Le troisième jour, le monde revient à la réalité avec une clarté cruelle. J'entends des bruits inhabituels dans le couloir – des rires, des déménageurs. Hugo Fournier emménage.
Il ne fait pas qu'emménager. Il prend ma chambre.
« La lumière est tellement meilleure ici », je l'entends dire à Charlotte dans le couloir. « Et la vue sur les jardins est spectaculaire. Ça ne te dérange pas, n'est-ce pas, ma chérie ? »
« Bien sûr que non », répond-elle, sa voix indulgente. « Alex peut prendre la chambre d'amis dans l'aile ouest. Il n'utilise presque jamais cet espace de toute façon. »
Ma chambre. La chambre qu'elle a conçue pour moi après la mort de mes parents. Celle avec le plafond peint comme un ciel nocturne, parce que j'avais peur de dormir dans le noir.
Je ne proteste pas. Je ne dis pas un mot. Je regarde simplement les déménageurs emporter ma vie dans des cartons.
La seule chose qui compte est le poids chaud et vivant lové à mes pieds. Buster. Un petit terrier croisé à l'air un peu voyou que j'ai trouvé abandonné dans un parc l'année dernière. Il est mon ombre, mon confident, la seule créature dans cette maison qui me regarde sans arrière-pensée.
Je range mes quelques affaires dans une seule valise. Ma nouvelle chambre est plus petite, plus froide, et donne sur le garage.

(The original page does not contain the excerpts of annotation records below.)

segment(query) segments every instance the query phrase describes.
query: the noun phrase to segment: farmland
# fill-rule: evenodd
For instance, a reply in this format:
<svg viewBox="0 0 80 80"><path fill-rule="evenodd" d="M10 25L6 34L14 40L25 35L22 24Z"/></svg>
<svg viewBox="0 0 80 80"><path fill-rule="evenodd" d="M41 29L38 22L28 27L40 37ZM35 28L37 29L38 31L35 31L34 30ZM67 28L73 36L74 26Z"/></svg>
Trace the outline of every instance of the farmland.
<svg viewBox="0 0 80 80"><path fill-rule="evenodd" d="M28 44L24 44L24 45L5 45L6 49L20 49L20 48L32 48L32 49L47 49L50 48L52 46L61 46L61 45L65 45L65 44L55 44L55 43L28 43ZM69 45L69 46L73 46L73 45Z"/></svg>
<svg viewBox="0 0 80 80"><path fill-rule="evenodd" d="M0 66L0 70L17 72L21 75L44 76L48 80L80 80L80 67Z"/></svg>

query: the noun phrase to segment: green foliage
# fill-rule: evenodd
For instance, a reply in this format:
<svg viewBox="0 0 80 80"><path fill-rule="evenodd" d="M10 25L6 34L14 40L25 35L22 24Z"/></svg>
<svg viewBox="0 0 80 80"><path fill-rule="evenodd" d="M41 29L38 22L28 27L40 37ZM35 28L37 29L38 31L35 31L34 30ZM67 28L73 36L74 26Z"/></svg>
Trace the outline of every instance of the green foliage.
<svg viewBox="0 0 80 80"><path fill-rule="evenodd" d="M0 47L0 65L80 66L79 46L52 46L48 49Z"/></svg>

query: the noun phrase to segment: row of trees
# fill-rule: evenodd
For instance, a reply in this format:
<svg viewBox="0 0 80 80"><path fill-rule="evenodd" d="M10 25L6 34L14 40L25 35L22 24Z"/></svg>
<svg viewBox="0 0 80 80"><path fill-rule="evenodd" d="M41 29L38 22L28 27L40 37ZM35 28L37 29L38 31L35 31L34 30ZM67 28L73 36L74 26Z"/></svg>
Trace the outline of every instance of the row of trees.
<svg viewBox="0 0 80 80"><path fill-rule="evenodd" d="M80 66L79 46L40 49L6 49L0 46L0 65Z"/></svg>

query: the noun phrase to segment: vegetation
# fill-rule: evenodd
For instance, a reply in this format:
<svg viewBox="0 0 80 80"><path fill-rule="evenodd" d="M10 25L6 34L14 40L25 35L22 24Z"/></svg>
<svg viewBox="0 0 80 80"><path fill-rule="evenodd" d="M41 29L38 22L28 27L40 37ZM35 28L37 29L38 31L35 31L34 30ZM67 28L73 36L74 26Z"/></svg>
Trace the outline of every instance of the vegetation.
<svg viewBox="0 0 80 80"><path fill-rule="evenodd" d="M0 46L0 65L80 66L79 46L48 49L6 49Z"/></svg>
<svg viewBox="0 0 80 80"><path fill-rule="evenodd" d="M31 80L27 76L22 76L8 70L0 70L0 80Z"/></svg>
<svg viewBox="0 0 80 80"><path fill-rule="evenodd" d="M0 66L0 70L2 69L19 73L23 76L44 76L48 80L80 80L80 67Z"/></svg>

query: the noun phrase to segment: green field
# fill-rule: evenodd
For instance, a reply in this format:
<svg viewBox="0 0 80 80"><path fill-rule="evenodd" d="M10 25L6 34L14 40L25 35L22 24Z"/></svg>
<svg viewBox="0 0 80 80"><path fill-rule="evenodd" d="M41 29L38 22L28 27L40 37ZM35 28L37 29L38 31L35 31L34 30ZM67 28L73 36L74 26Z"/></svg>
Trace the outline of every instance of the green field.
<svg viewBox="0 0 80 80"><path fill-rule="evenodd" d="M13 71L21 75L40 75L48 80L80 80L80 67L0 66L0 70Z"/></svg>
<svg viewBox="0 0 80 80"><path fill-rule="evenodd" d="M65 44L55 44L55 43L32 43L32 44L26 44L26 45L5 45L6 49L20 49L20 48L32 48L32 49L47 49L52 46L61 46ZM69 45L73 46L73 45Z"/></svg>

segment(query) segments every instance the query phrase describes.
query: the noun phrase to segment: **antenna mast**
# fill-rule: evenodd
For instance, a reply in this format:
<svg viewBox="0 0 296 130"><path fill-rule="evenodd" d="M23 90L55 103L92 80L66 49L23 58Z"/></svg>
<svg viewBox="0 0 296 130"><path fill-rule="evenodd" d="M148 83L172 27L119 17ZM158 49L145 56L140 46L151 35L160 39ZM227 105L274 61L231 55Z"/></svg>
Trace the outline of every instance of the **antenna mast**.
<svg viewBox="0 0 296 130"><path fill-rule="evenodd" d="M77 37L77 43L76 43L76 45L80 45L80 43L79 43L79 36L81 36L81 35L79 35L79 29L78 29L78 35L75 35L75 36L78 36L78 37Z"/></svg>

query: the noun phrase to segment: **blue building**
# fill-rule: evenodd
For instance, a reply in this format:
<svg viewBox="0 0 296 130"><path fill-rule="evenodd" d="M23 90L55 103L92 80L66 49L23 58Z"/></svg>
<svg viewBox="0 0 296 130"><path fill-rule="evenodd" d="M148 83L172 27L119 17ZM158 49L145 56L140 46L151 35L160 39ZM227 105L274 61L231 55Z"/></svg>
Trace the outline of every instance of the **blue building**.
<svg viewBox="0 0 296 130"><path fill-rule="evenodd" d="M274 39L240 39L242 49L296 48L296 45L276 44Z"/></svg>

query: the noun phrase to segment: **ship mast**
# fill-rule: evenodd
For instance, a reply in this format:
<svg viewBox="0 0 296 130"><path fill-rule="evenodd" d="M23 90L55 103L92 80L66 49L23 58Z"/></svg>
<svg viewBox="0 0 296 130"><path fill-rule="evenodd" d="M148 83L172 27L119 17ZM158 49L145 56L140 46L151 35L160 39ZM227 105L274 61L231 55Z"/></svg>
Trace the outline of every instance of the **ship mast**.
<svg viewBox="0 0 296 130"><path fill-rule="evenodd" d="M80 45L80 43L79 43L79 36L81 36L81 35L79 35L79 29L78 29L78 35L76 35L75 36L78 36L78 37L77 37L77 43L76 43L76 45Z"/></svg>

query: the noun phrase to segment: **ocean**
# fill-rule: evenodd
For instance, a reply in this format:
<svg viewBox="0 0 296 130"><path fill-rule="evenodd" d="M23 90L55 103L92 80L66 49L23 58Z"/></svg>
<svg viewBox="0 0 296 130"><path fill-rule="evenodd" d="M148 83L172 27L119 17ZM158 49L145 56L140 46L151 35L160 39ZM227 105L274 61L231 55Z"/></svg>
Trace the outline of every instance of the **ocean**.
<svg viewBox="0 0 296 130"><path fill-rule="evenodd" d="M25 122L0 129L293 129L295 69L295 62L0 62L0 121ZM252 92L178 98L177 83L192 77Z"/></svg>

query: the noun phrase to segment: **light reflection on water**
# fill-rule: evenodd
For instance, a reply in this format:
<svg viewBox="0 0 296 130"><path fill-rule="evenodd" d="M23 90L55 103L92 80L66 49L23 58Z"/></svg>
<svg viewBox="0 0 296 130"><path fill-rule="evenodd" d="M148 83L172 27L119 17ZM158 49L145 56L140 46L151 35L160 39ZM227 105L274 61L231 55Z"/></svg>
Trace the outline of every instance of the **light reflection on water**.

Buster semble sentir le changement, gémissant doucement et me poussant la main avec son nez humide.
Hugo commence son règne sur la maison. Il se plaint que Buster perd ses poils. Il trébuche « accidentellement » sur lui. Il dit à Charlotte que le chien est un « sale cabot » qui n'a pas sa place dans une maison comme celle-ci. Chaque plainte creuse un fossé de plus entre elle et moi.
Un après-midi, je suis au téléphone, passant un appel difficile. C'est à un refuge de la SPA à une heure d'ici. J'organise le transfert de Buster là-bas, pour le garder en sécurité jusqu'à ce que je puisse partir pour Aix-en-Provence.

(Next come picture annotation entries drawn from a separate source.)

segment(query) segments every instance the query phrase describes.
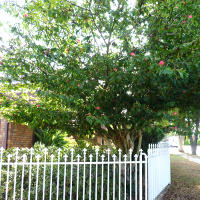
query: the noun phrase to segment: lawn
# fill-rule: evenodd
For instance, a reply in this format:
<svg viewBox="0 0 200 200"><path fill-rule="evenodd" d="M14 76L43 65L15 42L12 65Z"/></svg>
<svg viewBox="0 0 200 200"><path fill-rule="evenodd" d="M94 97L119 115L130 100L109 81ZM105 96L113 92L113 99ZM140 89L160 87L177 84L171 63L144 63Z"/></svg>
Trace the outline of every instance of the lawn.
<svg viewBox="0 0 200 200"><path fill-rule="evenodd" d="M200 165L171 156L172 184L163 200L200 200Z"/></svg>

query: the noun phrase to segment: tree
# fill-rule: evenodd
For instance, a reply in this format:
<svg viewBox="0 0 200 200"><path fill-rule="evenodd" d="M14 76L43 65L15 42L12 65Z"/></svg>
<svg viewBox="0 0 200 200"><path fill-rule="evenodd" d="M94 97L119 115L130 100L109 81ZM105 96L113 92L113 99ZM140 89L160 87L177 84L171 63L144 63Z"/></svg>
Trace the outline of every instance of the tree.
<svg viewBox="0 0 200 200"><path fill-rule="evenodd" d="M136 141L140 148L166 111L199 107L197 4L47 0L15 7L22 23L1 47L3 115L77 139L102 136L124 152ZM11 95L19 88L22 98Z"/></svg>
<svg viewBox="0 0 200 200"><path fill-rule="evenodd" d="M179 136L189 136L191 151L196 155L197 141L199 135L199 110L182 110L179 113L174 112L173 123L175 125L176 133ZM184 142L184 140L183 140ZM183 149L181 149L183 151Z"/></svg>

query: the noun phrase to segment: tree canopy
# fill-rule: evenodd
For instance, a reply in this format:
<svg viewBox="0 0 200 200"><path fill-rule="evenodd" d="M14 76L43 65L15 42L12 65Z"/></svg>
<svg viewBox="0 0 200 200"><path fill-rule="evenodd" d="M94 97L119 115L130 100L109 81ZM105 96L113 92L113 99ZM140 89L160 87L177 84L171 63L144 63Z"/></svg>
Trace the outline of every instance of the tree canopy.
<svg viewBox="0 0 200 200"><path fill-rule="evenodd" d="M199 109L198 0L36 0L2 52L4 116L127 151L169 110ZM17 93L20 91L20 95Z"/></svg>

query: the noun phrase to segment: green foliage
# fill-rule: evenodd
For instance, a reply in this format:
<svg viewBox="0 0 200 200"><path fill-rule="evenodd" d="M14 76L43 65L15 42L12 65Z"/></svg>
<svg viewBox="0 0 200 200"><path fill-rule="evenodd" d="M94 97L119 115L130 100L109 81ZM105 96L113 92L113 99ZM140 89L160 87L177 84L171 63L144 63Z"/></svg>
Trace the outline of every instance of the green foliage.
<svg viewBox="0 0 200 200"><path fill-rule="evenodd" d="M104 136L127 151L169 110L199 109L198 0L36 0L6 9L21 22L0 48L0 109L10 120Z"/></svg>
<svg viewBox="0 0 200 200"><path fill-rule="evenodd" d="M190 138L189 137L185 137L184 145L190 145ZM197 145L200 145L200 140L199 139L197 141Z"/></svg>
<svg viewBox="0 0 200 200"><path fill-rule="evenodd" d="M34 131L34 134L36 135L36 141L38 140L42 144L44 144L46 147L48 146L56 146L56 147L63 147L67 146L69 147L72 145L72 140L66 139L66 134L61 133L60 131L46 129L36 129ZM74 142L75 144L75 142Z"/></svg>

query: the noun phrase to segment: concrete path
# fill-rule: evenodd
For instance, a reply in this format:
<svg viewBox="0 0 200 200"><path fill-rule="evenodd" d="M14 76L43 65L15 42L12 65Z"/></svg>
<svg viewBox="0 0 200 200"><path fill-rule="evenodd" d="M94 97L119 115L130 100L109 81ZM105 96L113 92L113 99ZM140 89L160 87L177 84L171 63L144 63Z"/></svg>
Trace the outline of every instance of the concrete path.
<svg viewBox="0 0 200 200"><path fill-rule="evenodd" d="M195 157L195 156L192 156L192 155L190 156L190 155L188 155L188 154L179 152L179 151L178 151L178 148L174 148L174 147L170 148L170 154L180 155L180 156L182 156L183 158L186 158L186 159L188 159L188 160L190 160L190 161L192 161L192 162L195 162L195 163L200 164L200 158Z"/></svg>

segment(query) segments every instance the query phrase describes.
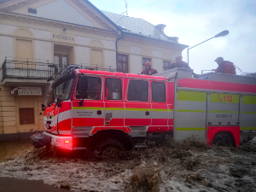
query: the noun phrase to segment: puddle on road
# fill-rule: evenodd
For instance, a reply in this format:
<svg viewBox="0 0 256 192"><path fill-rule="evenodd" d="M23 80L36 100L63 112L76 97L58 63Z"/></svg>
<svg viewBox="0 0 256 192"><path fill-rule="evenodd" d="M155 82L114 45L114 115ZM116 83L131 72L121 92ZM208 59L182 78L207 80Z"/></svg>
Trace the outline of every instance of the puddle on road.
<svg viewBox="0 0 256 192"><path fill-rule="evenodd" d="M9 158L19 156L26 149L33 148L30 140L20 142L3 142L0 143L0 162L6 161Z"/></svg>

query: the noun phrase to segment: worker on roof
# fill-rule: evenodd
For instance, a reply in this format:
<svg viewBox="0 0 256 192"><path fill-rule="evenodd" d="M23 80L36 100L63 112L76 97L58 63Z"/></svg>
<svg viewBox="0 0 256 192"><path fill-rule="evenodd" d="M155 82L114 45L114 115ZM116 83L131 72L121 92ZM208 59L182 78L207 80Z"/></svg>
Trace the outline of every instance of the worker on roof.
<svg viewBox="0 0 256 192"><path fill-rule="evenodd" d="M188 63L183 61L183 56L181 55L177 55L175 60L176 61L172 63L170 69L176 67L190 68Z"/></svg>
<svg viewBox="0 0 256 192"><path fill-rule="evenodd" d="M142 71L142 74L153 75L156 74L158 72L154 68L151 68L151 62L148 61L145 63L145 69Z"/></svg>
<svg viewBox="0 0 256 192"><path fill-rule="evenodd" d="M184 68L191 69L188 65L188 63L183 61L183 56L181 55L177 55L175 60L176 61L172 63L170 69L176 68L176 67L184 67ZM192 74L194 75L195 78L197 78L197 74L195 74L194 72L192 72Z"/></svg>
<svg viewBox="0 0 256 192"><path fill-rule="evenodd" d="M216 61L218 65L217 69L215 69L215 73L222 73L226 74L236 74L236 67L233 62L229 61L224 61L224 59L219 56L214 61Z"/></svg>

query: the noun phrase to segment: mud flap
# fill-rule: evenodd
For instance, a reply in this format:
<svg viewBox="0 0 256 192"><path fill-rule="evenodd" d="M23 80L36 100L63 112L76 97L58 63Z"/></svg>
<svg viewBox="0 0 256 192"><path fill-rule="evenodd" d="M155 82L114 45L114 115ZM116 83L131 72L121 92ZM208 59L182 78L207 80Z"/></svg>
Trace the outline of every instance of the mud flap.
<svg viewBox="0 0 256 192"><path fill-rule="evenodd" d="M37 148L50 143L51 137L43 133L36 133L30 137L31 143Z"/></svg>

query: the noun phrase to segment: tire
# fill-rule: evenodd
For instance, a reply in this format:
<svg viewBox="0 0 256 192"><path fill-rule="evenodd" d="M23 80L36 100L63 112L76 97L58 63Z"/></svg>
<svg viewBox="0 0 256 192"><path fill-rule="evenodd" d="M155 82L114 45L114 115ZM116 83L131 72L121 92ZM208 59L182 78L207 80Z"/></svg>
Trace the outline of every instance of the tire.
<svg viewBox="0 0 256 192"><path fill-rule="evenodd" d="M232 138L225 132L217 133L212 143L212 145L234 147Z"/></svg>
<svg viewBox="0 0 256 192"><path fill-rule="evenodd" d="M115 138L108 138L102 141L94 150L96 157L103 159L116 159L124 155L124 145Z"/></svg>

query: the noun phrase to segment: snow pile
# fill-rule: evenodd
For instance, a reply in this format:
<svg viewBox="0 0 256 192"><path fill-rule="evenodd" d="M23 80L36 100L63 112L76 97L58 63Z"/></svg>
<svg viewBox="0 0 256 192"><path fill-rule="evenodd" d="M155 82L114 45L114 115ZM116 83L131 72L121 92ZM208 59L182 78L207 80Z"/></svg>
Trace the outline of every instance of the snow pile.
<svg viewBox="0 0 256 192"><path fill-rule="evenodd" d="M195 139L127 152L114 160L26 150L0 163L1 177L44 180L82 191L253 191L256 138L238 148L207 146Z"/></svg>

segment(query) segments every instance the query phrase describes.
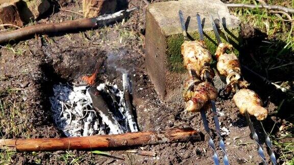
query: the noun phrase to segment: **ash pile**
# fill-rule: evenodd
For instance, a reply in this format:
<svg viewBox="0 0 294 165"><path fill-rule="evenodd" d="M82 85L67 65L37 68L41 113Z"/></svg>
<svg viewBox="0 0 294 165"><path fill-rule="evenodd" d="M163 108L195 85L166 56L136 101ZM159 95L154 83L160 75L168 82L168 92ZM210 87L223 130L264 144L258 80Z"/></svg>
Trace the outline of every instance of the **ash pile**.
<svg viewBox="0 0 294 165"><path fill-rule="evenodd" d="M50 100L56 125L67 136L138 131L130 82L127 74L122 78L123 91L108 82L97 87L54 85Z"/></svg>

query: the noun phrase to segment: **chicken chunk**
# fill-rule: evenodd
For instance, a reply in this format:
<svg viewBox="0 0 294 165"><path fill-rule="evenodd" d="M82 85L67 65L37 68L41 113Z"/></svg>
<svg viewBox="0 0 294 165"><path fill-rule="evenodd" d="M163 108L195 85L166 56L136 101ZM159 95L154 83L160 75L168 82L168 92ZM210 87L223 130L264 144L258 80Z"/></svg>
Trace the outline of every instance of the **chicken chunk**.
<svg viewBox="0 0 294 165"><path fill-rule="evenodd" d="M185 41L182 44L181 51L185 67L190 71L194 71L197 77L201 77L202 68L212 61L211 54L203 41Z"/></svg>
<svg viewBox="0 0 294 165"><path fill-rule="evenodd" d="M217 90L211 83L204 81L197 85L186 93L184 97L186 101L186 110L200 112L210 100L215 100L217 97Z"/></svg>
<svg viewBox="0 0 294 165"><path fill-rule="evenodd" d="M221 75L225 76L233 72L241 74L239 60L233 53L224 53L219 56L217 59L216 68Z"/></svg>
<svg viewBox="0 0 294 165"><path fill-rule="evenodd" d="M262 106L261 100L253 91L241 89L235 94L233 99L242 114L247 111L258 120L264 120L267 116L267 110Z"/></svg>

« Je peux l'amener demain », dis-je, la voix nouée.
Soudain, un jappement aigu déchire l'air. C'est Buster. Ça vient du balcon de mon ancienne chambre.
Mon sang se glace.
Je laisse tomber le téléphone et je cours. Je débouche sur le palier principal juste à temps pour le voir.
Hugo est sur le balcon, tenant Buster par la peau du cou, le suspendant au-dessus du patio en pierre trois étages plus bas.

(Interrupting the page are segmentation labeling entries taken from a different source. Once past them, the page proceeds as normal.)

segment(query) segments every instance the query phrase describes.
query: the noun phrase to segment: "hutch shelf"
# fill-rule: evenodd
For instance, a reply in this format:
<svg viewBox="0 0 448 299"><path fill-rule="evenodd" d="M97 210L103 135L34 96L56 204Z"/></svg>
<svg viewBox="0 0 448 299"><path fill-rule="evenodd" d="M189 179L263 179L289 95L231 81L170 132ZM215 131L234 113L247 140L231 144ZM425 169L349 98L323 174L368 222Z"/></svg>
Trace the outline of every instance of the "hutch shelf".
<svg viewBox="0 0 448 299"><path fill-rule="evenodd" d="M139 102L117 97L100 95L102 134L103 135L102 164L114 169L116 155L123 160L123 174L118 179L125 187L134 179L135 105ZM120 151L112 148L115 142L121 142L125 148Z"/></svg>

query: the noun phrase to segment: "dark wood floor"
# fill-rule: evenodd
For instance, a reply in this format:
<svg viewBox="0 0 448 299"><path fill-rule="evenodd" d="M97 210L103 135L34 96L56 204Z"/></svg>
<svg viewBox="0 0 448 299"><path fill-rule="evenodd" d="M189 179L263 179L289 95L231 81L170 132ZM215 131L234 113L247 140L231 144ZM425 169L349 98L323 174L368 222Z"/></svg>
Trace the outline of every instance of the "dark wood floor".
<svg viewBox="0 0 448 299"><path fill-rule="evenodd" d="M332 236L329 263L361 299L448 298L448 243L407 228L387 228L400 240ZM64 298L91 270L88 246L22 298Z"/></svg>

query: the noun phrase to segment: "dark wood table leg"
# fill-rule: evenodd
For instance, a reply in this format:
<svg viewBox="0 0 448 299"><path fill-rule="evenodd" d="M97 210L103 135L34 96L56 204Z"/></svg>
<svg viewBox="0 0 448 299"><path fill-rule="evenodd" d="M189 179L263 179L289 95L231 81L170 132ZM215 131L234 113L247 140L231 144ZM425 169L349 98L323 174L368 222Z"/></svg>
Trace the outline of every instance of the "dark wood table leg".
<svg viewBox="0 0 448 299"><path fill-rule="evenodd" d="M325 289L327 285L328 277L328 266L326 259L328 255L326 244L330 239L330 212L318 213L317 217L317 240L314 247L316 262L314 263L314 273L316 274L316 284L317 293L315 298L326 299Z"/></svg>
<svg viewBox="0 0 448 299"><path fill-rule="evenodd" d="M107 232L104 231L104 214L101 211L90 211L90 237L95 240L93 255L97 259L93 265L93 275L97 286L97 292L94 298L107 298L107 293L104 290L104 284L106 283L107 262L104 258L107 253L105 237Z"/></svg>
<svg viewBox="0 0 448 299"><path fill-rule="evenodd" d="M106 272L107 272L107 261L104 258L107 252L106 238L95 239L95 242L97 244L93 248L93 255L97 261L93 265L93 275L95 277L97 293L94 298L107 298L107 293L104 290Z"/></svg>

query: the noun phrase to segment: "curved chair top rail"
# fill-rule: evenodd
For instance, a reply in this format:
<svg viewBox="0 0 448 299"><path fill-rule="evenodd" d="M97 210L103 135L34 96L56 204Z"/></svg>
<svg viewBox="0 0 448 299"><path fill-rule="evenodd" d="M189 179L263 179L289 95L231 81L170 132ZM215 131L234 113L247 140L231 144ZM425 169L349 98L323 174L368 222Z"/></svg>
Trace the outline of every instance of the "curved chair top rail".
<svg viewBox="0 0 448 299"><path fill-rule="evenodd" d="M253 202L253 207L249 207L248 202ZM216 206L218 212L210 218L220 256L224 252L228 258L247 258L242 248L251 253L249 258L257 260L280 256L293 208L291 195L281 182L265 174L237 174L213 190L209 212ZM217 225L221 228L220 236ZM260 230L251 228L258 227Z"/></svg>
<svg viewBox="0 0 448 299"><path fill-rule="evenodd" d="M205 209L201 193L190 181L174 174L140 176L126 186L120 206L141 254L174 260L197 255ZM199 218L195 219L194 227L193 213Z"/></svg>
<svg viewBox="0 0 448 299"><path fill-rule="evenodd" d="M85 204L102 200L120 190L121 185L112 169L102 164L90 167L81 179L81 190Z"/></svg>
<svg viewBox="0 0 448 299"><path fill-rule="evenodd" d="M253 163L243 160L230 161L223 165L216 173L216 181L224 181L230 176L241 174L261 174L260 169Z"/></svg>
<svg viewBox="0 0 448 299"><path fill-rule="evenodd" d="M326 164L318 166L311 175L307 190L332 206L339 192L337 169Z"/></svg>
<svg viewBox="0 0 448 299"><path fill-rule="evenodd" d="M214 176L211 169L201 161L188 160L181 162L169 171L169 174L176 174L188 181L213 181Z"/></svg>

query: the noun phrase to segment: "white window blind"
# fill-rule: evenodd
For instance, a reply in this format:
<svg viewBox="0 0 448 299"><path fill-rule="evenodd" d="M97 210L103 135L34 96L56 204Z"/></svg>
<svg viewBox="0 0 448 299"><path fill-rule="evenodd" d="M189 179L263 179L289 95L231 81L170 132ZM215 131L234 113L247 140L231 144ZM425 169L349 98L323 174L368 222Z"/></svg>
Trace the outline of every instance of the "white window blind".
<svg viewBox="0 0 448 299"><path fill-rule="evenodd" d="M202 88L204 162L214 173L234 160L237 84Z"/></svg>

Il me voit, et un sourire lent et cruel se dessine sur son visage.
« Cette petite vermine est une vraie nuisance, Alex », dit-il, sa voix désinvolte, comme s'il parlait de la météo.
« Hugo, non ! » je hurle, me précipitant vers les escaliers. « S'il te plaît ! »
Il me regarde simplement, ses yeux brillant de triomphe.
« Il est comme toi », dit-il doucement. « Un chien errant qui n'aurait jamais dû être amené dans un endroit comme celui-ci. »
Et puis, il le lâche.
Le temps ralentit. Je vois le petit corps confus de Buster tomber dans le vide. Je vois l'éclair de sa fourrure blanche sur le ciel gris.
Le son quand il heurte la pierre est un bruit sourd, écœurant et définitif.
Mon propre cri est rauque, arraché du plus profond de mon âme. Je fixe la petite forme brisée sur le patio. Immobile.
« Il était aussi orphelin, tu sais », dit Hugo depuis le balcon, sa voix empreinte d'une fausse sympathie. « Tout comme toi. Tes parents sont morts si tragiquement, n'est-ce pas ? Dommage qu'ils aient laissé Charlotte nettoyer leurs dégâts. »
Quelque chose en moi se brise.
Le chagrin, la douleur, l'injustice de deux vies – tout s'enflamme en un seul point de rage incandescente.
Je ne me souviens pas d'avoir monté les escaliers en courant. Je me souviens seulement du craquement de l'os sous mon poing. Je suis sur lui, mes mains sur sa gorge, le monde est devenu rouge.
Je vais le tuer.
« Alex ! Qu'est-ce que tu fais ?! »
Le cri de Charlotte me ramène à la réalité.
Elle est dans l'embrasure de la porte, le visage pâle de choc. Elle me voit, un animal sauvage, sur Hugo, qui saigne d'un nez cassé et halète pour respirer.
Elle ne voit pas le monstre qui vient d'assassiner mon chien.
Elle voit le monstre qu'elle a toujours cru que j'étais.